In one example, healing promoter 116A, 116B includes a coating on a material that further promotes healing-in, such as a collagen coating. Collagen or any other peptide, protein or free amine group containing healing-promoting biomolecule can be coated onto the stent graft through a two-step process. The first step comprises grafting of an acrylic acid/acryl amide copolymer onto the Dacron substrate, after which collagen is immobilized onto the available functional groups in the acrylic acid/acrylamide copolymer graft.
Two different types of stent graft materials, high density, e.g., as has been provided with the AneuRx® stent graft products, are grafted with acrylic acid/acryl amide. For grafting, an aqueous solution containing 25 wt % acrylic acid and 5 wt % acryl amide monomer is used. Grafting is performed for 30 minutes followed by overnight rinsing to stop the grafting process. Small pieces of each material are stained with Toluidine Blue (TB), whereby blue staining denotes successful copolymer grafting. When compared to also stained reference materials, the acrylic acid/acryl amide graft appeared clearly present on both the high density and RPM stent graft materials through the observed uptake of the dye. The intensity of the blue stain was the same on either substrate.
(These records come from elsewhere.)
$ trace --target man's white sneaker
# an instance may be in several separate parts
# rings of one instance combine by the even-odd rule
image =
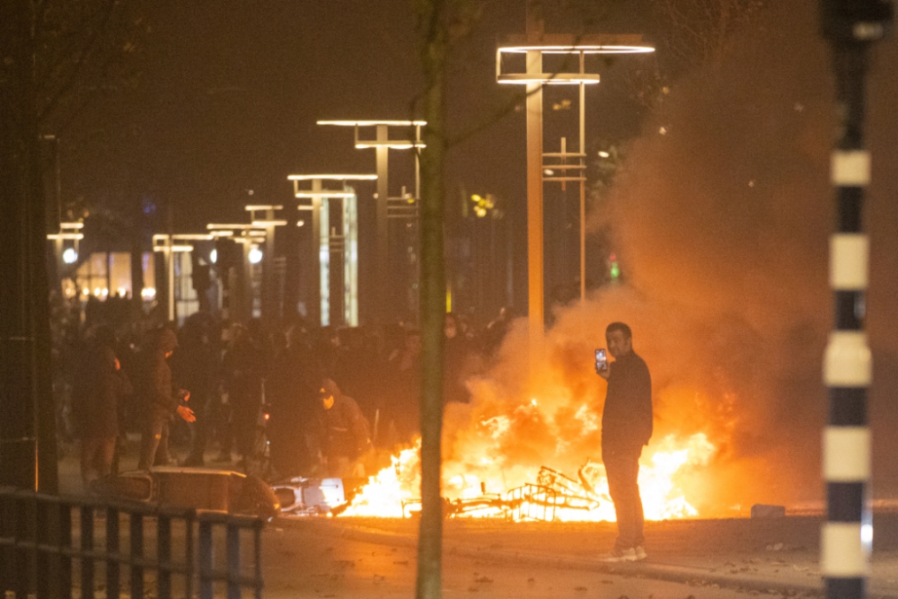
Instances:
[[[614,548],[611,553],[601,558],[600,561],[614,564],[623,561],[636,561],[637,559],[638,558],[636,556],[636,550],[629,547],[629,549]]]

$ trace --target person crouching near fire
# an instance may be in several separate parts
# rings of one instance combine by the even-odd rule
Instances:
[[[372,449],[367,418],[356,401],[344,395],[331,379],[321,382],[318,395],[324,409],[321,450],[328,476],[365,476],[364,470],[359,471],[360,463],[353,462]]]
[[[645,361],[633,351],[633,333],[623,322],[605,329],[610,365],[596,357],[595,371],[608,381],[602,411],[602,461],[608,493],[614,502],[618,537],[603,561],[645,559],[639,455],[652,436],[652,378]]]

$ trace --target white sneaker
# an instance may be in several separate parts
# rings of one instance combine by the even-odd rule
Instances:
[[[636,561],[638,559],[636,555],[636,550],[630,547],[629,549],[614,549],[611,553],[601,558],[599,560],[613,564],[622,561]]]
[[[636,551],[637,561],[642,561],[643,559],[648,557],[648,554],[646,553],[646,548],[643,547],[642,545],[637,545],[636,547],[633,548],[633,551]]]

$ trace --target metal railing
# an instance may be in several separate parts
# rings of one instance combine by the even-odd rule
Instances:
[[[260,599],[263,525],[255,516],[0,488],[0,592],[239,599],[250,591]]]

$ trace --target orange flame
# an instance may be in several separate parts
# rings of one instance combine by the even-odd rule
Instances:
[[[486,429],[501,434],[507,423],[493,418]],[[419,509],[420,441],[392,458],[392,464],[369,479],[355,497],[344,515],[407,517]],[[643,456],[639,487],[646,518],[663,520],[698,515],[677,484],[678,475],[706,465],[715,447],[703,433],[680,439],[671,435],[651,445]],[[497,460],[483,454],[479,461],[489,471]],[[549,469],[533,472],[533,482],[515,489],[506,488],[501,473],[481,478],[472,472],[444,471],[443,495],[456,507],[456,515],[503,516],[514,519],[555,521],[614,521],[614,507],[608,495],[604,467],[587,461],[578,475],[580,480]],[[537,484],[538,482],[542,484]],[[550,484],[551,486],[547,486]],[[487,489],[502,488],[499,494]],[[524,490],[522,490],[524,489]]]

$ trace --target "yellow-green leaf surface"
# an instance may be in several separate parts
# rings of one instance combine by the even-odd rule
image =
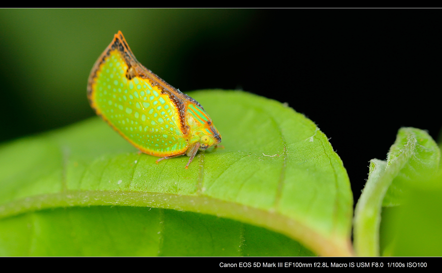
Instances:
[[[354,245],[358,255],[381,254],[379,231],[383,211],[386,208],[409,203],[406,201],[409,200],[411,189],[415,191],[416,189],[421,188],[423,186],[422,181],[431,179],[436,173],[440,156],[439,147],[426,132],[404,128],[398,132],[387,161],[373,159],[371,161],[368,179],[355,212]],[[442,198],[441,195],[440,197]],[[414,199],[417,198],[415,196]],[[392,221],[399,222],[399,220],[396,219]],[[392,243],[390,237],[388,244]],[[402,238],[406,241],[403,241],[403,244],[406,244],[406,238]],[[388,255],[391,254],[390,252]]]
[[[348,177],[314,123],[245,92],[189,95],[224,147],[188,170],[98,117],[0,146],[0,255],[352,254]]]

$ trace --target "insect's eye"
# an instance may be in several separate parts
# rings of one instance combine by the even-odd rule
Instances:
[[[202,143],[203,143],[204,144],[208,144],[209,141],[210,140],[210,139],[209,138],[209,136],[203,136],[201,138],[200,140],[201,140],[201,142],[202,142]]]

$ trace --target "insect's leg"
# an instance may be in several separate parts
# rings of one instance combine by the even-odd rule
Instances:
[[[160,162],[160,161],[161,161],[162,160],[164,160],[165,159],[169,159],[169,158],[172,158],[173,157],[179,157],[180,156],[182,156],[183,155],[184,155],[185,154],[186,154],[186,152],[184,152],[184,153],[181,153],[181,154],[178,154],[177,155],[173,155],[173,156],[169,156],[168,157],[162,157],[162,158],[160,158],[160,159],[157,159],[157,161],[155,161],[155,163],[156,163],[156,164],[158,164],[158,163]]]
[[[192,150],[190,151],[188,151],[187,155],[190,157],[190,158],[189,159],[189,162],[187,163],[187,164],[186,165],[185,168],[186,169],[189,168],[189,164],[191,164],[191,162],[192,162],[192,160],[193,160],[193,158],[195,157],[195,155],[196,154],[196,152],[198,152],[198,148],[199,148],[199,145],[201,145],[199,142],[196,142],[195,144],[195,146],[192,148]]]

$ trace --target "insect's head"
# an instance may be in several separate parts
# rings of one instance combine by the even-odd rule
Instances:
[[[220,144],[221,142],[221,135],[215,126],[211,126],[209,129],[206,129],[205,131],[205,133],[209,134],[203,135],[200,137],[199,143],[201,143],[200,149],[205,150],[209,147]]]

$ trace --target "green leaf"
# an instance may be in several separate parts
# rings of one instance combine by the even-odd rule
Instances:
[[[311,121],[245,92],[191,95],[224,148],[188,170],[98,118],[0,147],[0,255],[351,254],[348,177]]]
[[[403,204],[383,209],[383,256],[442,256],[442,173],[405,185]]]
[[[368,179],[355,212],[354,246],[360,256],[379,256],[382,206],[404,202],[407,184],[426,179],[437,172],[440,151],[426,132],[399,130],[387,161],[372,160]]]

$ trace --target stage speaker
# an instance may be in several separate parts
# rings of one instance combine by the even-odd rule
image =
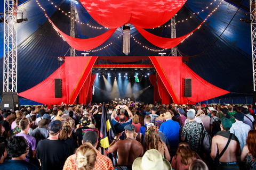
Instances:
[[[55,79],[55,98],[62,97],[62,80]]]
[[[14,111],[19,110],[20,102],[19,96],[15,92],[3,92],[2,94],[0,108],[7,110],[13,109]]]
[[[185,89],[184,96],[186,97],[192,97],[192,78],[185,78]]]

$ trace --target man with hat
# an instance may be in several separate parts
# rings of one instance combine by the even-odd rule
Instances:
[[[181,140],[185,141],[186,139],[191,149],[199,153],[203,130],[202,125],[195,121],[195,112],[193,110],[189,110],[187,113],[187,120],[189,122],[183,126]]]
[[[135,159],[143,155],[143,147],[134,138],[135,128],[132,124],[124,126],[126,138],[118,140],[117,136],[115,137],[113,142],[108,149],[110,153],[117,151],[119,166],[125,166],[129,169],[132,169],[132,165]]]
[[[10,118],[10,115],[11,112],[7,112],[3,114],[3,120],[0,121],[0,124],[4,127],[4,130],[6,132],[9,132],[11,130],[11,127],[8,123],[7,121]]]
[[[244,114],[241,112],[237,112],[234,115],[236,120],[236,123],[233,123],[230,128],[230,133],[234,134],[240,143],[241,150],[244,146],[246,144],[246,139],[248,135],[248,132],[251,130],[251,127],[243,122],[244,118]]]
[[[49,137],[39,142],[36,157],[42,170],[62,170],[67,158],[70,155],[68,146],[59,140],[61,122],[55,120],[48,125]]]
[[[161,154],[156,149],[147,150],[143,157],[136,158],[132,164],[133,170],[168,170],[172,169],[169,162],[163,158]]]
[[[227,149],[219,158],[220,165],[218,167],[218,169],[238,170],[237,157],[240,155],[240,146],[237,138],[229,131],[233,127],[234,124],[232,125],[231,121],[226,117],[222,117],[220,120],[221,130],[212,138],[211,157],[214,160],[217,153],[220,154],[221,151],[223,150],[227,144],[231,134],[231,138]]]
Next, both stent graft materials were immobilized with collagen;
One part of each type of material was immersed in a MES buffer containing hydroxysuccinimide and N-(3-dimethylaminopropyl)-N′-ethylcarbodiimide hydrochloride (EDC). The reaction was allowed to continue for 30 minutes only at rT. After a quick rinse in deionized water the samples were immersed in a 0.5 wt % collagen solution in MES buffer for 16-18 hours at rT. Subsequently the samples were rinsed and dried at ambient conditions.
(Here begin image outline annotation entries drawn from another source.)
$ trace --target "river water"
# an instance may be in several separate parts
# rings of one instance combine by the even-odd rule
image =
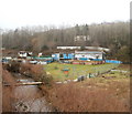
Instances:
[[[32,82],[32,79],[16,77],[19,82]],[[37,85],[21,85],[14,90],[16,112],[52,112],[52,106],[46,102]]]

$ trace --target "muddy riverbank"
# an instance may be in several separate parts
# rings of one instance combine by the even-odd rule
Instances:
[[[16,82],[33,82],[33,79],[15,74]],[[14,89],[16,112],[53,112],[52,105],[37,85],[20,85]]]

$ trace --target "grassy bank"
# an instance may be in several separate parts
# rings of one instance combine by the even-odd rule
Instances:
[[[98,64],[98,65],[81,65],[81,64],[62,64],[62,63],[51,63],[44,65],[44,69],[50,73],[55,81],[75,80],[79,75],[88,75],[89,73],[103,73],[117,68],[118,64]],[[66,74],[63,70],[68,69]]]

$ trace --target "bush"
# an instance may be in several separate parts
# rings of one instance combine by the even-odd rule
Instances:
[[[41,81],[45,85],[52,85],[53,79],[52,75],[47,75],[41,64],[22,64],[21,73],[24,73],[26,76],[33,77],[35,81]]]

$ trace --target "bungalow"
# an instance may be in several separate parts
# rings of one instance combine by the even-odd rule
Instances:
[[[74,60],[74,53],[55,53],[52,54],[54,60]]]
[[[19,58],[26,58],[26,56],[31,56],[33,53],[32,52],[26,52],[26,51],[20,51],[18,53]]]
[[[75,59],[76,60],[103,60],[105,53],[102,51],[75,51]]]

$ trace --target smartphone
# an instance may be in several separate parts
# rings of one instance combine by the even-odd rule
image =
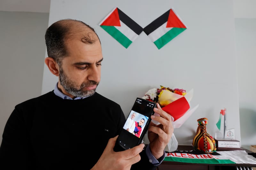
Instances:
[[[116,140],[115,151],[129,149],[142,143],[156,106],[153,102],[137,98]]]

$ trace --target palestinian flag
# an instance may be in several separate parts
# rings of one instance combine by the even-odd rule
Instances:
[[[172,9],[144,28],[144,32],[158,49],[181,33],[187,27]]]
[[[117,7],[99,25],[126,48],[143,31],[143,28]]]

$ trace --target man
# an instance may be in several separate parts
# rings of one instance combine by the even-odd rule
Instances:
[[[83,22],[66,19],[51,26],[45,38],[45,63],[58,82],[15,106],[3,134],[1,169],[155,169],[173,132],[171,116],[158,105],[160,116],[151,117],[161,124],[151,124],[146,148],[114,152],[125,118],[119,105],[95,92],[103,59],[98,35]]]
[[[136,137],[140,137],[140,133],[141,133],[142,127],[141,126],[145,122],[145,119],[142,118],[139,122],[135,122],[135,128],[134,129],[134,134]]]
[[[135,122],[133,120],[133,119],[136,116],[136,114],[135,113],[132,113],[131,115],[131,117],[127,119],[124,126],[124,129],[131,133],[133,132],[135,128]]]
Staining with Coomassie Blue (protein dye) after collagen immobilization confirmed the presence of immobilized collagen on both stent graft materials. Collagen presence was also confirmed with FT-IR spectroscopy and X-Ray photonelectron spectroscopy.
In another example, healing promoter 116A, 116B includes at least one growth factor promoting agent, such as a ReGeneraTing Agent (RGTA). RGTA is chemically substituted dextran. RGTA is encapsulated in a material forming healing promoter 116A, 116B, or alternatively is applied directly to the material forming healing promoter 116A, 116B, for example, as a coating.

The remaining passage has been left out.